Speech Recognition Using Whisper | OpenVINO GenAI (original) (raw)

Convert and Optimize Model

Download and convert model (e.g. openai/whisper-base) to OpenVINO format from Hugging Face:

optimum-cli export openvino --model openai/whisper-base --trust-remote-code whisper_ov

See all supported Speech Recognition Models.

info

Refer to the Model Preparation guide for detailed instructions on how to download, convert and optimize models for OpenVINO GenAI.

Run Model Using OpenVINO GenAI

OpenVINO GenAI introduces the WhisperPipeline pipeline for inference of speech recognition Whisper models. You can construct it straight away from the folder with the converted model. It will automatically load the model, tokenizer, detokenizer and default generation configuration.

info

WhisperPipeline expects normalized audio files in WAV format at sampling rate of 16 kHz as input.

import openvino_genai as ov_genai
import librosa

def read_wav(filepath):
  raw_speech, samplerate = librosa.load(filepath, sr=16000)
  return raw_speech.tolist()

raw_speech = read_wav('sample.wav')

pipe = ov_genai.WhisperPipeline(model_path, "CPU")
result = pipe.generate(raw_speech, max_new_tokens=100)
print(result)

tip

Use CPU or GPU as devices without any other code change.

Additional Usage Options

tip

Check out Python and C++ Whisper speech recognition samples.

Use Different Generation Parameters

Generation Configuration Workflow

  1. Get the model default config with get_generation_config()
  2. Modify parameters
  3. Apply the updated config using one of the following methods:
    • Use set_generation_config(config)
    • Pass config directly to generate() (e.g. generate(prompt, config))
    • Specify options as inputs in the generate() method (e.g. generate(prompt, max_new_tokens=100))

Basic Generation Configuration

import openvino_genai as ov_genai

pipe = ov_genai.WhisperPipeline(model_path, "CPU")

# Get default configuration
config = pipe.get_generation_config()

# Modify parameters
config.max_new_tokens = 100
config.temperature = 0.7
config.top_k = 50
config.top_p = 0.9
config.repetition_penalty = 1.2

# Generate text with custom configuration
result = pipe.generate(raw_speech, config)

Understanding Basic Generation Parameters

For the full list of generation parameters, refer to the Generation Config API.

Beam search helps explore multiple possible text completions simultaneously, often leading to higher quality outputs.

import openvino_genai as ov_genai

pipe = ov_genai.WhisperPipeline(model_path, "CPU")
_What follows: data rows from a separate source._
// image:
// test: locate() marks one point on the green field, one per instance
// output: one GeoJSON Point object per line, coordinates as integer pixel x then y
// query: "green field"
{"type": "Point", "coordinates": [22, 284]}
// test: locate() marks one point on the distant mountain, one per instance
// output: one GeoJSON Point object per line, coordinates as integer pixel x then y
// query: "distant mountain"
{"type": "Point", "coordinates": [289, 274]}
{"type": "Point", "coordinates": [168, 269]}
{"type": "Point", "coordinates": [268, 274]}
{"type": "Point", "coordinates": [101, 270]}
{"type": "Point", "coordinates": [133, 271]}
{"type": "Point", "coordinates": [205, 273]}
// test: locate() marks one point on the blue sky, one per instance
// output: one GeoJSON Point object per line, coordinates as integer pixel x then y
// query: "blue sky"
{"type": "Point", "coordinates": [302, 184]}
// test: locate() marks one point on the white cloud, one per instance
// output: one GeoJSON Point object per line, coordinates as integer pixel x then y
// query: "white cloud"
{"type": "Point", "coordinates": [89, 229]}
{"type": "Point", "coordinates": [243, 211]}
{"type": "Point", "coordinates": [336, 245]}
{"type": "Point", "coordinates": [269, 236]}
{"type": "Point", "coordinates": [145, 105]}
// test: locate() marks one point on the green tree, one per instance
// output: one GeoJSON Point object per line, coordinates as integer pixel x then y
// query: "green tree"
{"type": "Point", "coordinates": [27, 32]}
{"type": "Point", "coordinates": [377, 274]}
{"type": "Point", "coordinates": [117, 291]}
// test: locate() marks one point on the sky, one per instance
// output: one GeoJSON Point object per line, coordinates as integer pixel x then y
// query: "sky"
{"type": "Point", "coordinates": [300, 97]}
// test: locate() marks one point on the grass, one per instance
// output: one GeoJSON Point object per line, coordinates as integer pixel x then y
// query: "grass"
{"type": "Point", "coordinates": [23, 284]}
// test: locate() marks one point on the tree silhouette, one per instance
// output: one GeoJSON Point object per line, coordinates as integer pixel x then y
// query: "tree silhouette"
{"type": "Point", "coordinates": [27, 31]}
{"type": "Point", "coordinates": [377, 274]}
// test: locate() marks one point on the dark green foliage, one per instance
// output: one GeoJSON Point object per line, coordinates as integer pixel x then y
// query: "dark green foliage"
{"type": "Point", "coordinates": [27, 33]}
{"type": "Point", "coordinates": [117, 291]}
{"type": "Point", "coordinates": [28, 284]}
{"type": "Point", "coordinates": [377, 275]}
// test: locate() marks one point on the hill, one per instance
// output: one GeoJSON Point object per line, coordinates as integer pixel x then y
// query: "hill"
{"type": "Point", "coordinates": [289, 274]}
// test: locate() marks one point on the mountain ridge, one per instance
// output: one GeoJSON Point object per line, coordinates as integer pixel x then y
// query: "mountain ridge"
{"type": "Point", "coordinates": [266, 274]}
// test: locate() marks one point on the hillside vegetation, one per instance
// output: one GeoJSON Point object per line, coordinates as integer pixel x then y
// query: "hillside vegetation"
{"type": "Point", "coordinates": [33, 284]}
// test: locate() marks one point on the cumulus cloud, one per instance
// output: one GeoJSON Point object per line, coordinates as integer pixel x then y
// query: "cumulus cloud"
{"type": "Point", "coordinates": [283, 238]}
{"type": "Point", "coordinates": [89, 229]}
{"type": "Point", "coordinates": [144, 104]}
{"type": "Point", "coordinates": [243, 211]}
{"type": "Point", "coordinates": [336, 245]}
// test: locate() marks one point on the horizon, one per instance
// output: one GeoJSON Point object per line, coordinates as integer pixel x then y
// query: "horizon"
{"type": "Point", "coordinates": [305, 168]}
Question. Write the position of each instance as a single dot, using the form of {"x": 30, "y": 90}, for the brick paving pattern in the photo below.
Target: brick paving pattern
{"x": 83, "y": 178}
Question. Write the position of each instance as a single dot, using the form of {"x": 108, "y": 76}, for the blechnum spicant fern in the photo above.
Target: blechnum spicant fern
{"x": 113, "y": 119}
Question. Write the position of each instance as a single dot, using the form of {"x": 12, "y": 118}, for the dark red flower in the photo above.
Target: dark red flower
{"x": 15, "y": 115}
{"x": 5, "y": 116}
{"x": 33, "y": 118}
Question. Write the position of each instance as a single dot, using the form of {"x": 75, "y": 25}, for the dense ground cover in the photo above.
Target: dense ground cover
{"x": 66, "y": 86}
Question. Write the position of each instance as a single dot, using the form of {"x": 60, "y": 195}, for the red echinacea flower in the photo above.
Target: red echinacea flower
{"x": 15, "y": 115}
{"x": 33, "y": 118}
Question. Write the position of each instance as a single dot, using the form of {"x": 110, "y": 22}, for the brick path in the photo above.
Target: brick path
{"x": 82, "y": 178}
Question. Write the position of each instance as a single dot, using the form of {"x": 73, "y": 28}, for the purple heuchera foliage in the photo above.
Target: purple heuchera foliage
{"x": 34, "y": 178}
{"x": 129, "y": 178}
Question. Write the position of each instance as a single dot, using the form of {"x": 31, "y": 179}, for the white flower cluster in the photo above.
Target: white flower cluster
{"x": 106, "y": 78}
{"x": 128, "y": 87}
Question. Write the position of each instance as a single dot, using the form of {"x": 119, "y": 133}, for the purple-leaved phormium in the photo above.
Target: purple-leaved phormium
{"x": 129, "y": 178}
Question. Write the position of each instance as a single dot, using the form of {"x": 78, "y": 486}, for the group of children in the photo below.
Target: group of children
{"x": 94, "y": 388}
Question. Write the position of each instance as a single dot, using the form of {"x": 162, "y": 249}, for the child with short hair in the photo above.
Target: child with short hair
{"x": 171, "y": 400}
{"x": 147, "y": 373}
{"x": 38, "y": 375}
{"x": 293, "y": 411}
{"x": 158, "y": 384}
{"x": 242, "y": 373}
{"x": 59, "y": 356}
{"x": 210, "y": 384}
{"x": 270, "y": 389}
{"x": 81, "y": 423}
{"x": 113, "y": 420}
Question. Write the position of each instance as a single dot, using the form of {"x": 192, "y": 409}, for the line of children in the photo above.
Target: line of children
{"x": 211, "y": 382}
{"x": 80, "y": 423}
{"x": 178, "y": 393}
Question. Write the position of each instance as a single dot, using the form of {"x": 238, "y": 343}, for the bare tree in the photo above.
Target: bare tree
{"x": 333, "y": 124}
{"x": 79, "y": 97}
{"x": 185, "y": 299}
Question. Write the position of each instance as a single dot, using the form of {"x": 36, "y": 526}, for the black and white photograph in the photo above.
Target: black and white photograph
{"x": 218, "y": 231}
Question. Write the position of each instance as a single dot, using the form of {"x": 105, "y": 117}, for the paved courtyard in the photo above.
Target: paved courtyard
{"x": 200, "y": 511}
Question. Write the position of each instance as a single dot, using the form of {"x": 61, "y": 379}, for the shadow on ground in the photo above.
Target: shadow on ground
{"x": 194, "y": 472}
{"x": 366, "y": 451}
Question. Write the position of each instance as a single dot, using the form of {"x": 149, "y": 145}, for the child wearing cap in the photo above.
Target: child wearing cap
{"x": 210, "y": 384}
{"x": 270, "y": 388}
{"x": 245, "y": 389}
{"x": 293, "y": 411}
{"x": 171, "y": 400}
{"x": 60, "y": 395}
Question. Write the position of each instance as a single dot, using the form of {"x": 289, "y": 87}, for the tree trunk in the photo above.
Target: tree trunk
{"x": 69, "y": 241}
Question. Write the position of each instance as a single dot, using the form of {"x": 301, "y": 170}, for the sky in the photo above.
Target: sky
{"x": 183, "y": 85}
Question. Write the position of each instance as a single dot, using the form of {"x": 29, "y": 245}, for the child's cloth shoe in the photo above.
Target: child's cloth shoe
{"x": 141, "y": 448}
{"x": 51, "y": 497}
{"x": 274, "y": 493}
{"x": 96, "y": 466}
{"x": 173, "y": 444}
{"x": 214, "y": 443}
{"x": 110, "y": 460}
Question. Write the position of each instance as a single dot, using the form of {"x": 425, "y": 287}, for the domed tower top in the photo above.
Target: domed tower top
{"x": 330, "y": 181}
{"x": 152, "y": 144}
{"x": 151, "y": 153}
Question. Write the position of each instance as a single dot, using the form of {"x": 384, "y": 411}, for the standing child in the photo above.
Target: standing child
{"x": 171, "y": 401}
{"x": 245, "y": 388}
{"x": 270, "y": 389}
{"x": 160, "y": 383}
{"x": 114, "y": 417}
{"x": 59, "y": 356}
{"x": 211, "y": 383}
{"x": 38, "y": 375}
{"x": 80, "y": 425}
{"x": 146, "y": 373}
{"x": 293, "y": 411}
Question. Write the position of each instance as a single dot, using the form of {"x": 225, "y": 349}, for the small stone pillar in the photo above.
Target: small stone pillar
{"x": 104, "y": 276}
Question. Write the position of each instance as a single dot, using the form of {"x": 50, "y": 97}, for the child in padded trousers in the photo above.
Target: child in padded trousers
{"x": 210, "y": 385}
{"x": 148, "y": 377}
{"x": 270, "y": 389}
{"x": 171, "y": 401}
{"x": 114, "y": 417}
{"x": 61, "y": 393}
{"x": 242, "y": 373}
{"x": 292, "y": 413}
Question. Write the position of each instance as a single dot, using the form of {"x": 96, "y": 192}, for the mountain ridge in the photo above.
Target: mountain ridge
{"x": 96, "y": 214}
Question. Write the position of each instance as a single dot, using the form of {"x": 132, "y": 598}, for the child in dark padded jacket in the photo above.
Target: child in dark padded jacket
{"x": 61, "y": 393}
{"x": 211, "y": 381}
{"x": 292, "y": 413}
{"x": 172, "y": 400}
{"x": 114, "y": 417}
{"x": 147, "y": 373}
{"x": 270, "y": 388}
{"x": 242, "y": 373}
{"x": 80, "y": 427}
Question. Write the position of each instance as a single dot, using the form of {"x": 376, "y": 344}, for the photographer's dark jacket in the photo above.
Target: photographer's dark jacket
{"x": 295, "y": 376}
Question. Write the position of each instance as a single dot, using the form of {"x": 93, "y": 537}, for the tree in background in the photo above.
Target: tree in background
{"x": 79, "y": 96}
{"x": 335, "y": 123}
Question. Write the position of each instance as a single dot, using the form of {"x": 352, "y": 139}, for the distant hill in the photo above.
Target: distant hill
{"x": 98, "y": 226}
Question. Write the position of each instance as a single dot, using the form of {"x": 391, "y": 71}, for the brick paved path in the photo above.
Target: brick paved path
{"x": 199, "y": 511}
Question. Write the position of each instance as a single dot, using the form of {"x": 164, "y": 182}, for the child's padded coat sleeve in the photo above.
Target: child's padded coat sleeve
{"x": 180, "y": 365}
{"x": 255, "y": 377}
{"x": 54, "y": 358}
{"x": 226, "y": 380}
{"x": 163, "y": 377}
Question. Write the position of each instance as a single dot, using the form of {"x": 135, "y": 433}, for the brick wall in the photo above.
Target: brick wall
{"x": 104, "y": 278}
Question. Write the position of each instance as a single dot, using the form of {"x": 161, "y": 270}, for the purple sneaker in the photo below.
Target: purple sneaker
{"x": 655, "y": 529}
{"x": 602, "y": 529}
# Get default generation config
config = pipe.get_generation_config()

# Modify parameters
config.max_new_tokens = 256
config.num_beams = 15
config.num_beam_groups = 3
config.diversity_penalty = 1.0

# Generate text with custom configuration
result = pipe.generate(raw_speech, config)

Understanding Beam Search Generation Parameters

For the full list of generation parameters, refer to the Generation Config API.

Transcription

Whisper models can automatically detect the language of the input audio, or you can specify the language to improve accuracy:

pipe = ov_genai.WhisperPipeline(model_path, "CPU")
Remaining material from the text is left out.